Horace James Bridges (1880 -1955), leader of the Chicago Ethical Society, "discovered" by Stanton Coit in England and sent to the US to apprentice with Felix Adler, is a delight to read--and to read about.  He rivals Arthur Dobrin in his output, of which I have documented in the Bibliography as much as I could manage, but Bridges is widely cited--into the current century--so tracking down secondary sources will take time and effort.  

I've known for some time that there was once a leader named Bridges, but I didn't actively seek out his works until several recent nudges made me actively wonder about who, exactly, this fellow was.  Long story short, I saw a copy of his book--On Becoming an American--in a photo of a shelf in the Adler Study and decided to search for it.  I ended up skimming the preface (and wrote about it here) and was hooked.  The man has a British sense of humor so dry it crackles off of the page.  I can't speak to the entire body of his work, but what I have seen suggests passionately held points of view that invoke the dragon as much as St. George.


There is an inkling of this in Our Fellow Shakespeare, when he talks about Shylock in humane terms and credits the Bard with similar sensitivity.  The more common attitudes of the period seem covered by the steady drip of acid.  That acid becomes even more evident when Bridges takes on the issue in more direct terms with Jew-Baiting, an Old Evil Newly Camouflaged.  

Less sympathetic to our hearts these days would be his take on conscientious objectors.  They get passing notice in the nonetheless fiery "The Duty of Hatred," published in The Atlantic Monthly in 1918.  It took a bit of searching, but I did finally see a copy of As I Was Saying: A Sheaf of Essays and Discourses at Hathi Trust wherein I could read Bridges' 1917 speech on ""Military Duty and the Conscientious Objector" (pp. 159 - 184).  And I wept to read it.  To accept his logic--which is as lovely as it is painful--is to accept that I, a bystander in the conflict between Israel and Gaza, am as culpable for the crimes of that war as is my government, given that I have done little to oppose--or stop--my government's actions in the Middle East.  Being only one individual among millions, I am nonetheless given no place to hide by Bridges' logic.  It is all the more impetus to work for peace--and shame on me if I have done nothing about it today.
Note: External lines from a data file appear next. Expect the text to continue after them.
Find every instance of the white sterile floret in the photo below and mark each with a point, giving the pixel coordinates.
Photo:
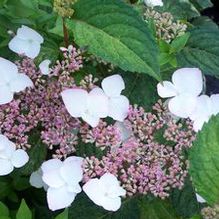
(153, 3)
(27, 42)
(89, 106)
(205, 108)
(10, 157)
(63, 180)
(186, 86)
(118, 104)
(105, 192)
(37, 181)
(200, 199)
(44, 67)
(11, 81)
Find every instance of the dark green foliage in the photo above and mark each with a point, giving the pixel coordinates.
(116, 33)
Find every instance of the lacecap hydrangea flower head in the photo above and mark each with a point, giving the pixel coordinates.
(26, 42)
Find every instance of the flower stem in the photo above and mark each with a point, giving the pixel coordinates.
(65, 32)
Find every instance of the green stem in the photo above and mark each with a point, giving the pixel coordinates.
(65, 32)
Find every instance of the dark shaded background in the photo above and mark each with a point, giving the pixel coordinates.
(212, 84)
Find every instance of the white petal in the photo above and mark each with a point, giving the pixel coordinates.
(50, 165)
(75, 101)
(6, 96)
(166, 89)
(91, 120)
(44, 67)
(198, 123)
(27, 33)
(6, 167)
(98, 104)
(33, 50)
(19, 46)
(19, 158)
(182, 105)
(113, 85)
(215, 103)
(112, 204)
(200, 199)
(8, 71)
(94, 191)
(188, 80)
(203, 108)
(3, 142)
(119, 108)
(59, 198)
(53, 179)
(36, 179)
(21, 82)
(51, 173)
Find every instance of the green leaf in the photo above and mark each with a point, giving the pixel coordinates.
(23, 211)
(179, 43)
(63, 215)
(157, 209)
(115, 32)
(204, 161)
(202, 50)
(184, 201)
(180, 9)
(140, 89)
(3, 210)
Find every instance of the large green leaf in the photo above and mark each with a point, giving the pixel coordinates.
(140, 89)
(157, 209)
(180, 9)
(202, 49)
(115, 32)
(184, 201)
(204, 161)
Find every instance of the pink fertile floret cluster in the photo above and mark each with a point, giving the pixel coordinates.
(151, 160)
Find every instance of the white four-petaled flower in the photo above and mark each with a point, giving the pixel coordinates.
(10, 157)
(105, 192)
(27, 42)
(63, 180)
(153, 3)
(11, 81)
(44, 67)
(98, 103)
(89, 106)
(206, 107)
(186, 86)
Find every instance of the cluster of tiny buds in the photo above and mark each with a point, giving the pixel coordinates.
(166, 28)
(64, 7)
(210, 212)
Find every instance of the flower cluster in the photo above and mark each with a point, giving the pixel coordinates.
(166, 28)
(142, 163)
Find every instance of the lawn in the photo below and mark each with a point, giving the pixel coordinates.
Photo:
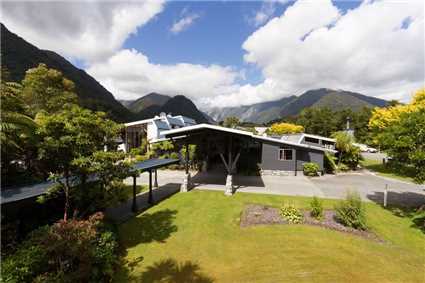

Pivoting (less suddenly than it may seem) to matters of bibliographic interest, I have mentioned the work yet to be done in the search for articles and news reports.  There are also reviews and continued references to his work in journals and ephemera.  A good deal of his work before 1923--and a little afterwards--is available online in various repositories.  I created a section of the Bibliography to list some of those repositories a few weeks ago.  With Bridges' entries I am now making the effort to add notations of copies of his works in those repositories.  As I Was Saying, for example, is listed in Google Books, but that site does not link to a digitized copy of the work online.  Hathi Trust links to a copy available from the "University of California."  That link is now in the Bibliography following the entry for As I Was Saying with the symbol [HT].  I regret to say that it will take some practice to make this action a habit, so there is now some inconsistency.  Practice makes perfect, they say.  Let's hope so.

A little break now.

There may be intermittent or no posts for the next couple of weeks while I am in New York, working in the Archives.  I'm sure there will be much to report when I return mid-March.